1. Field of the Invention
The present invention relates to collaborative software development and more particularly to console data exchange between developers in a collaborative software development environment.
2. Description of the Related Art
Software development has evolved from the primitive specification of program code on punch cards to a source code file driven compilation and build workflow. Early, simplistic software development projects involved a single developer coding to a specification on a single development computer using a text editor to access a source code file and separate compile and build programs processing the source code file into an executable binary. As the complexity of the computer program grew in parallel to the growth of computing power, software development evolved into a multi-developer endeavor requiring sophisticated source code management and debugging tools to corral and coordinate the efforts of the developers.

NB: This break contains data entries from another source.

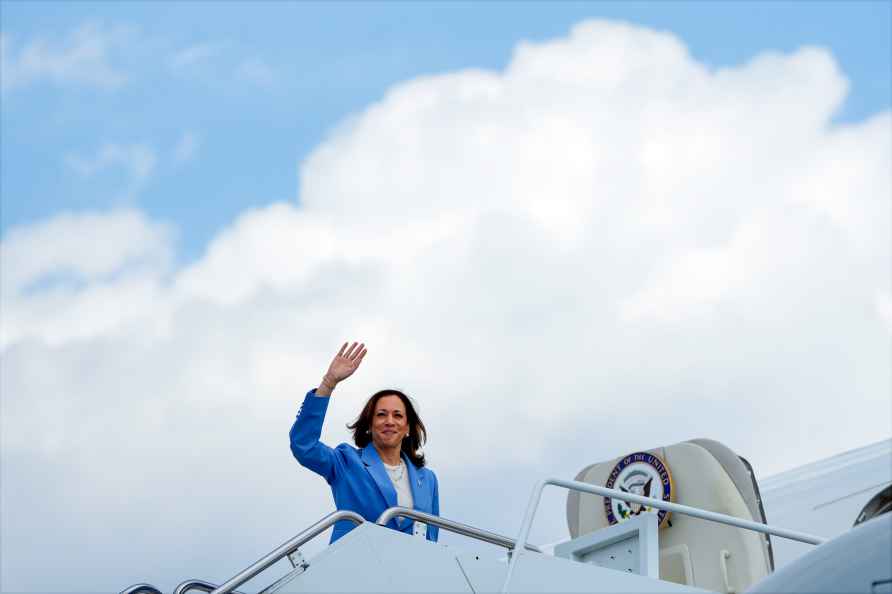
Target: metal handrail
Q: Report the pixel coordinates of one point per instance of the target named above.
(452, 526)
(200, 585)
(141, 589)
(649, 502)
(286, 549)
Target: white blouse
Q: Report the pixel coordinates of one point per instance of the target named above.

Principal to the modern software development workflow is the integrated development environment (IDE). Initially introduced as the primary user interface to a particular coding language such as the venerable PASCAL or ubiquitous C++ and Java programming languages, the IDE has morphed into its own stand-alone computing product and now, is more akin to a document management enterprise system rather than a user interface to a hodge-podge of coding and debugging tools. To with, central to any marketable IDE for collaborative software development is a version control system (VCS).
The modern form of the VCS stems from early “diff” programs that processed two different text files and produced a log of differences in text between the two different text files. Today, the prototypical VCS tracks differences in source code files as well as other file oriented metrics resulting from the multi-party editing of the same source code file. Further, the modern VCS permits access to any of a family of versions of the same source code file. Such operations include, by way of example, requests to access a version of a source code file that is common to two different users, a merged version of two different versions of a source code file produced by two different users, a latest or newer version of a source code file, an older ancestral version of a source code file that is common to two different users, and the like.
Managing different versions of a source code file in an IDS for multiple different developers in of itself is not sufficient to efficiently support multi-developer software development projects over the entirety of the software lifecycle. Rather, part and parcel of an effective multi-party development effort is the sharing of development data—especially compiler errors and debug messages produced by the IDE during software development. At present, conventional practice includes the “cutting and pasting” of console messages produced by the debugger of an IDE into a message to be transmitted to a co-developer. While the rudimentary sharing of the console messages no doubt can be helpful, the sharing of the console messages alone does not permit the joint experience of debugging requisite to effective software development. Rather, the mere sharing of console messages still requires the recipient of the console messages to first load the IDE, then to determine which source code files have been implicated by the console messages, to further determine an appropriate version of those source code files, and finally to load those source code files of the correct versions in the IDE.